Benin, which shares borders with Nigeria, the Niger Republic and Burkina Faso, had also experienced an uptick in violent extremism in its northern region.

That violence had now seeped into Nigeria, the Clingendael Institute said.

The report said banditry was re-emerging in zones controlled by the Jama’a Nusrat ul-Islam wa al-Muslimin (JNIM), a militant jihadist organisation, in Benin, and the bandits appeared to have Nigerian connections.

It said the extremists had settled in the Kainji Lake National Park in the Niger and Kebbi states.

“Evidence suggests this involves Sahelian extremists [likely JNIM]. Another group would be Darul Salam – a group linked to Boko Haram [Jamā’at Ahl as-Sunnah lid-Da’way Wa’l-Jihād or JAS], if not fully affiliated – with an open attitude towards bandits,” the report said.

“Bandits and unidentified armed groups are known to move towards Kebbi State from Sokoto. It is alleged that these include various Darul Salam fighters with links to the Sahel.”

Residents close to the Kainji Lake National Park told Associated Press that the facility had been closed for more than a year because of security threats from armed groups attacking neighbouring villages and roads.

“Before, it was like a tourism centre [but] now, people find it difficult to pass through there,” said John Yerima, who lives near the park in New Bussa town in Niger State. “You cannot enter that road [leading to the park] now. It is dangerous seriously.”

The park is home to one of West Africa’s fast-declining and “critically endangered” lion populations.

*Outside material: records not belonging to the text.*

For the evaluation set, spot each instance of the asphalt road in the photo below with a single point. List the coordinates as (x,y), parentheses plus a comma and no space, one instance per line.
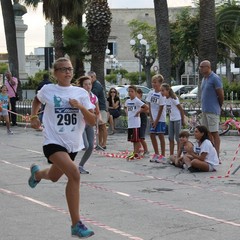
(120,200)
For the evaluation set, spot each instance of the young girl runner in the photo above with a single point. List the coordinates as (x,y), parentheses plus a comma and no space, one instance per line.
(4,105)
(204,155)
(66,111)
(176,115)
(157,112)
(88,134)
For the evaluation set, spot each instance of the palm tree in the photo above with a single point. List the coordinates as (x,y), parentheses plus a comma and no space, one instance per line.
(99,26)
(10,33)
(53,11)
(207,33)
(163,38)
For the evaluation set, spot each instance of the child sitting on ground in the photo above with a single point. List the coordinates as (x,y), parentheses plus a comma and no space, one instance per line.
(204,155)
(178,160)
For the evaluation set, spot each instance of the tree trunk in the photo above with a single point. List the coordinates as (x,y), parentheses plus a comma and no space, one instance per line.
(163,38)
(10,33)
(207,30)
(58,37)
(98,59)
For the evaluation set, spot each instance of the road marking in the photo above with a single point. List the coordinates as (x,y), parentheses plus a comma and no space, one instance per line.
(52,207)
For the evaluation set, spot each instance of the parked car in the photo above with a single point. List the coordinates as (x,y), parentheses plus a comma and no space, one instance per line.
(123,91)
(191,95)
(182,89)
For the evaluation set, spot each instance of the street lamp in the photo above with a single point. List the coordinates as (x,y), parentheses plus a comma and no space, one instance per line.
(113,62)
(141,49)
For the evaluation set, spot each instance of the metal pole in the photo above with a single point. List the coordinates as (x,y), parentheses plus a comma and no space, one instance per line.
(140,72)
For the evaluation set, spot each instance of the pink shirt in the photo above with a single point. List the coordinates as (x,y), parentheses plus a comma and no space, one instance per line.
(11,93)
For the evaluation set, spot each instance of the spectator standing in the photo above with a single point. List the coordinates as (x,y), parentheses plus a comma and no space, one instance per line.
(98,90)
(66,111)
(88,134)
(143,127)
(176,115)
(114,107)
(4,106)
(157,111)
(134,106)
(211,99)
(12,83)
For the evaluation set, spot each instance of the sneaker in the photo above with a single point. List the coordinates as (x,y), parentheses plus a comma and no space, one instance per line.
(10,132)
(81,231)
(130,156)
(146,154)
(154,158)
(32,182)
(193,170)
(98,147)
(161,159)
(82,170)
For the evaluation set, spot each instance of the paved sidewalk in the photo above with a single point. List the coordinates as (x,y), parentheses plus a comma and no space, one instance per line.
(120,200)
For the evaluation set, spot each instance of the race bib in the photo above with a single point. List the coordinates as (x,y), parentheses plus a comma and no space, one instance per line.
(66,119)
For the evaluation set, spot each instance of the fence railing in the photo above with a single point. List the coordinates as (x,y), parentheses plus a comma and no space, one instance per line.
(24,108)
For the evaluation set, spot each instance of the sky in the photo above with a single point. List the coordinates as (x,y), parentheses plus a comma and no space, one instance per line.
(35,34)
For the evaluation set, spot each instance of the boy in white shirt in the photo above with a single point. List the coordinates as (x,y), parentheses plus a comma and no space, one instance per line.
(157,112)
(134,106)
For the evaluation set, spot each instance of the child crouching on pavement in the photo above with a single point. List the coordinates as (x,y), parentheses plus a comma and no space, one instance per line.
(204,155)
(134,106)
(178,160)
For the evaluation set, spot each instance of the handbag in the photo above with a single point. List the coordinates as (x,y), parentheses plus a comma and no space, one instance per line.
(16,94)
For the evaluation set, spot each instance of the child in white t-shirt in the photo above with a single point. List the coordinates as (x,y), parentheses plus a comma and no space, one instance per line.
(134,106)
(176,115)
(4,105)
(157,112)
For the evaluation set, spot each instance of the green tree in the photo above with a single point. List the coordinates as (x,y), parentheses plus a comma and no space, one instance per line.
(184,40)
(75,45)
(145,53)
(207,32)
(163,38)
(54,11)
(98,20)
(228,26)
(10,33)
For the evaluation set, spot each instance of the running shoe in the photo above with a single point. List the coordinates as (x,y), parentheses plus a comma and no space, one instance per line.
(154,158)
(81,231)
(9,132)
(32,182)
(146,154)
(131,156)
(161,159)
(82,170)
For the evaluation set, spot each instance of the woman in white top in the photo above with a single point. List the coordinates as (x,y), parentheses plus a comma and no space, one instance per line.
(176,115)
(205,158)
(67,109)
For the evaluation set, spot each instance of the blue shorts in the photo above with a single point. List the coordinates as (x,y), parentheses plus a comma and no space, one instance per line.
(160,128)
(50,149)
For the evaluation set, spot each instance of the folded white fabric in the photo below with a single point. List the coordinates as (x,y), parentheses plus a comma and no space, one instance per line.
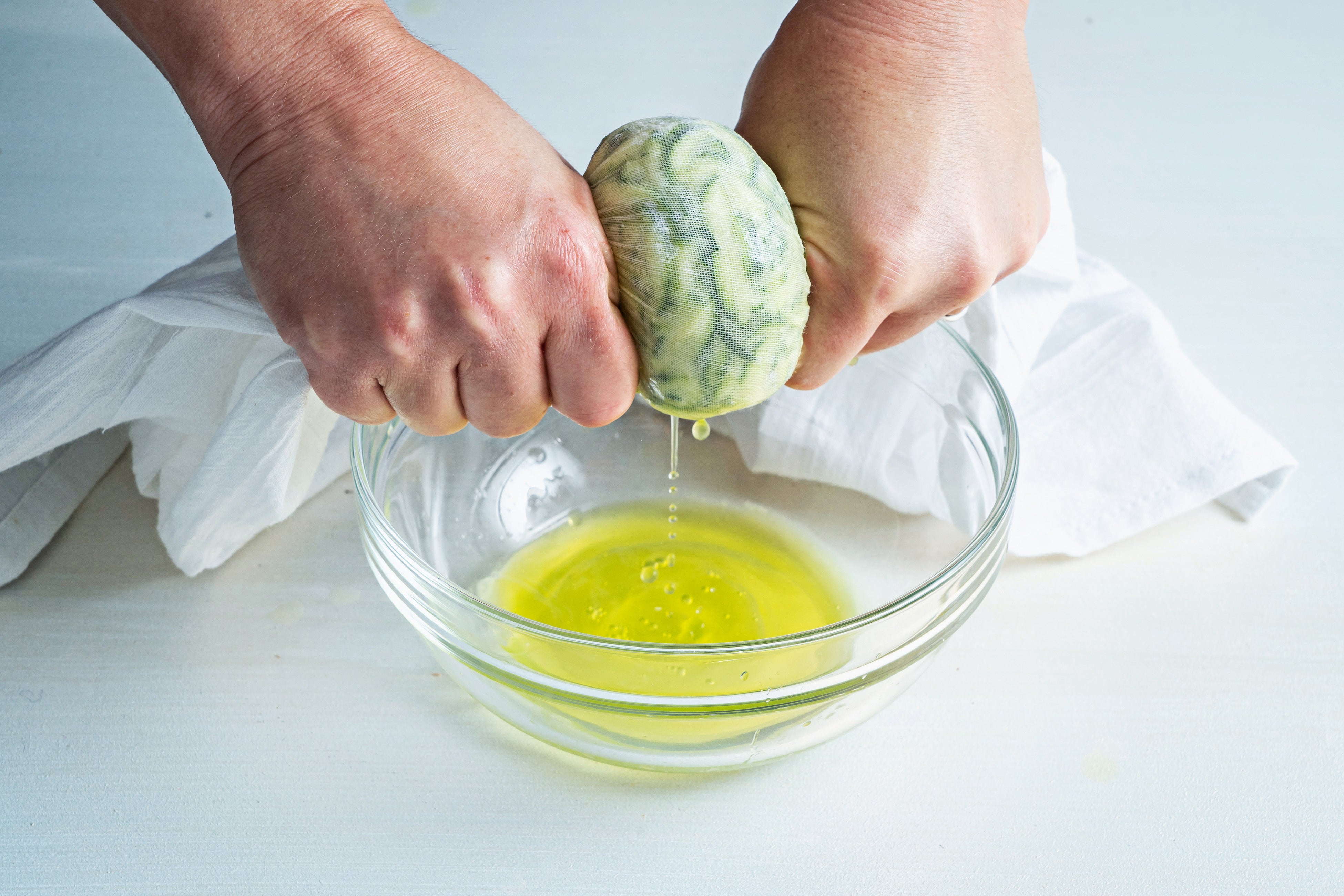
(224,428)
(1119,429)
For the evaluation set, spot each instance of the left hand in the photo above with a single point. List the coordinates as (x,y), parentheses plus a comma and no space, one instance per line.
(906,139)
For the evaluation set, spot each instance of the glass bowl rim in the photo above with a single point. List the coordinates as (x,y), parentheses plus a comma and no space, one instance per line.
(996,518)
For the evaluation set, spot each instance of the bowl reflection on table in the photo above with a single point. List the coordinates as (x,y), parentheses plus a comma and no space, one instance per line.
(439,515)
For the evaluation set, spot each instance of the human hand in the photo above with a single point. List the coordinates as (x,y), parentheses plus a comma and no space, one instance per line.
(418,244)
(908,142)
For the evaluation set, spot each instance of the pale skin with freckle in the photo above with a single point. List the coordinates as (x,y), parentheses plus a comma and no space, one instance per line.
(429,254)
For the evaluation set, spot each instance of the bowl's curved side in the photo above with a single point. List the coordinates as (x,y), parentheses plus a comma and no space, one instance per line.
(533,675)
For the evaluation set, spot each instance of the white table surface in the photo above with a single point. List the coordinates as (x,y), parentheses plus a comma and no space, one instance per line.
(1163,716)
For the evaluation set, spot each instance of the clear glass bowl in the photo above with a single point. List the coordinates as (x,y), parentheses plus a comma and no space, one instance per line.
(439,515)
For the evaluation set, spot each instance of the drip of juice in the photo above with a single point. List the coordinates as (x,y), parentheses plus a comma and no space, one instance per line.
(730,576)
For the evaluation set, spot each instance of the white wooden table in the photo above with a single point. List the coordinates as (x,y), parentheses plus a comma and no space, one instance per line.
(1163,716)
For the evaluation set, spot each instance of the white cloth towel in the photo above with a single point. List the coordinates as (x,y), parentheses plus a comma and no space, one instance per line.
(1119,429)
(224,428)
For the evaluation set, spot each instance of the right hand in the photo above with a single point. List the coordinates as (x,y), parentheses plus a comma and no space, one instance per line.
(424,249)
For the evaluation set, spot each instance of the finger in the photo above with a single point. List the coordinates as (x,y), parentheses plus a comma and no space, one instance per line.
(503,389)
(357,395)
(839,324)
(427,397)
(591,366)
(902,326)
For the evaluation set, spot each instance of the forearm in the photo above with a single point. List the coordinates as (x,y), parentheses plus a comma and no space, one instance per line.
(246,68)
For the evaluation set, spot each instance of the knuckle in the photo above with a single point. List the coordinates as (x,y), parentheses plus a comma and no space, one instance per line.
(398,323)
(518,421)
(969,277)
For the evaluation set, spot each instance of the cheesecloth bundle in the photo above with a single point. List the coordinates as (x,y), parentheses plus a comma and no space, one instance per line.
(710,265)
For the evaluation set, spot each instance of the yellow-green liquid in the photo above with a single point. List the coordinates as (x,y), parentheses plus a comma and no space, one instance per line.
(727,576)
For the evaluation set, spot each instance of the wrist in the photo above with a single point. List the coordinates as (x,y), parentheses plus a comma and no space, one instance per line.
(935,27)
(248,70)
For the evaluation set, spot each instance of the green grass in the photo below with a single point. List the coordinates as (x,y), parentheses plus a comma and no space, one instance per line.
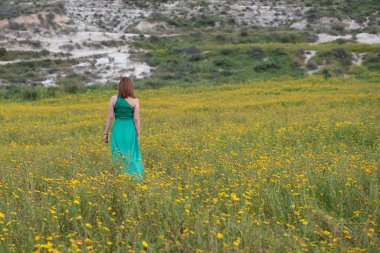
(286,166)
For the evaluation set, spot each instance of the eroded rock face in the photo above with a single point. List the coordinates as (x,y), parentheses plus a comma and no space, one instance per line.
(118,15)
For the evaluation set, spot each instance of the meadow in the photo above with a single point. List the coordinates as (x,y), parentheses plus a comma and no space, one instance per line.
(257,166)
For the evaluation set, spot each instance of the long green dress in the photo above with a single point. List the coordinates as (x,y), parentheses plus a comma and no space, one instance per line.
(124,141)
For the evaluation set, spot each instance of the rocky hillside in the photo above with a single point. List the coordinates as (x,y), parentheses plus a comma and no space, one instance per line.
(100,40)
(147,16)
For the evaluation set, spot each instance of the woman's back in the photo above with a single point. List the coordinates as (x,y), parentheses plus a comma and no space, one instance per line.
(123,109)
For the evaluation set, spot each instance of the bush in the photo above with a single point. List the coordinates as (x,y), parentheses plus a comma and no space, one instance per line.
(267,67)
(3,52)
(256,52)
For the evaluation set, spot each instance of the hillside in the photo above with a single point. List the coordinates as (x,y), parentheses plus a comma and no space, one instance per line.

Conservationists said the lions were “in danger of extinction” and they were concerned that the presence of armed groups in the park could further threaten the remaining lions whose populations have declined as a result of climate change and poaching.

“The security situation has become top of the list when it comes to the concerns about the lion populations in Nigeria,” said Stella Egbe, a senior conservation manager at the Nigerian Conservation Foundation.